Despite his earlier tease that he’d buy breakfast, I’d expected him to make his escape. Probably he’d tell me he needed to get home and change before an evening meetin
g. Because clearly this was a guy who worked in the private sector. But he never even hinted that he wanted to get away from me. On the contrary, when I told him that I’d only been in London for a little over a week, he suggested one of the hop-on/hop-off double-decker tour buses. And because I’m a total geek about that kind of thing, I accepted immediately.
It was only when we were settled next to each other on a small bench seat at the top of the bus that the import of his offer hit me. Somehow, our chance encounter in the park had morphed into an actual date.
I really needed to remember to thank those ducks.
Despite a decent guide who spoke to us from the front of the bus, I learned nothing about the city. Instead, I spent the next hour flirting with the man beside me. Sharing details about our lives and cracking the occasional stupid joke.
“Actress,” he said, when I refused to tell him what I did and ordered him to guess.
“You’re good. Most people I’ve chatted up over here think I’m a grad student.”
“I spend a lot of time watching people.”
“Is that part of the job description for an international financial consultant?” I’d gone first in the guess-my-job game. I’d guessed that he was in the corporate world, but he’d narrowed down the specifics for me.
He shook his head. “No. Let’s just say it’s one of my special skills.”
“So lay it out. What marks me as a woman of stage and screen?”
“For one thing, the prop.” He glanced down at my camera bag, then back up at me, the certainty reflected in his face both impressing and scaring me. No one but Emma had ever seen me quite so clearly.
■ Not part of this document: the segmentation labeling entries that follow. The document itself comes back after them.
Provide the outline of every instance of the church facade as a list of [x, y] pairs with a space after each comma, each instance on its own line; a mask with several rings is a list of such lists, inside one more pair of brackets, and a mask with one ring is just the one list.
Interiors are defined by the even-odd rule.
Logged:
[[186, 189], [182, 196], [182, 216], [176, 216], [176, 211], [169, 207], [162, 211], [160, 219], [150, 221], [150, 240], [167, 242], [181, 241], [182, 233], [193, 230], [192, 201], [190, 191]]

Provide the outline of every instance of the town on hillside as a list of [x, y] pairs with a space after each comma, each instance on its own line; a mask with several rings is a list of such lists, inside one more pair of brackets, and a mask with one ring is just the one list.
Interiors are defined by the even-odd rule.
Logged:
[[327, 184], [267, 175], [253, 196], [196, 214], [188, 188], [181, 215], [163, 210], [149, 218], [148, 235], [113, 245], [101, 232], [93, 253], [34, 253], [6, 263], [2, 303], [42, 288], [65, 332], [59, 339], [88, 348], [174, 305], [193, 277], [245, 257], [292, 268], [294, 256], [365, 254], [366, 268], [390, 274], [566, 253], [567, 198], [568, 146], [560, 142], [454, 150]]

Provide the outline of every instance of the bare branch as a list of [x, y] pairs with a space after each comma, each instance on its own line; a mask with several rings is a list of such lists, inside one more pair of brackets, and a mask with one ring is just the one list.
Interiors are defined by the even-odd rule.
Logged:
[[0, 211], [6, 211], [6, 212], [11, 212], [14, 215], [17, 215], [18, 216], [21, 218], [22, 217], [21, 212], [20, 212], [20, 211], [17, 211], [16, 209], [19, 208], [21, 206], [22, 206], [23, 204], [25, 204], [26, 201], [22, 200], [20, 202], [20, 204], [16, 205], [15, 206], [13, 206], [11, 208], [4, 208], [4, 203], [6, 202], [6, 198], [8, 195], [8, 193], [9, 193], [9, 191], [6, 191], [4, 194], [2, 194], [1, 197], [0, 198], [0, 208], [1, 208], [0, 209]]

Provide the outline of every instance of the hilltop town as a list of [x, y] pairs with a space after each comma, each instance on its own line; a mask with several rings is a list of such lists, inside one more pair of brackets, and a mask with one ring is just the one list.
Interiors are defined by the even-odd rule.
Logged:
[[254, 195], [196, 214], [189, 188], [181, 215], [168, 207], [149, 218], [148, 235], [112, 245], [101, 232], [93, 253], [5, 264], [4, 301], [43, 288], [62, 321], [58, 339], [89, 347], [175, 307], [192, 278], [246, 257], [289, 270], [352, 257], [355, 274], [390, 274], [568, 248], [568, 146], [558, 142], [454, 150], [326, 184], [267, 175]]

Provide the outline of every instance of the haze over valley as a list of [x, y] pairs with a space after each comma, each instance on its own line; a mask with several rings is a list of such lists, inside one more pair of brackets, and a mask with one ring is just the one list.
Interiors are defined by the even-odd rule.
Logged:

“Prop?” I tried to keep my voice nonchalant, but I don’t think I succeeded. “I like to take pictures, that’s all.”
He nodded, as if encouraging me to talk, and despite telling myself that I was going to shift the conversation around to him, I heard myself saying, “I’m lousy at it. Snapshots, sure. But anything that resembles actual art? Or skilled photography? Really not me.”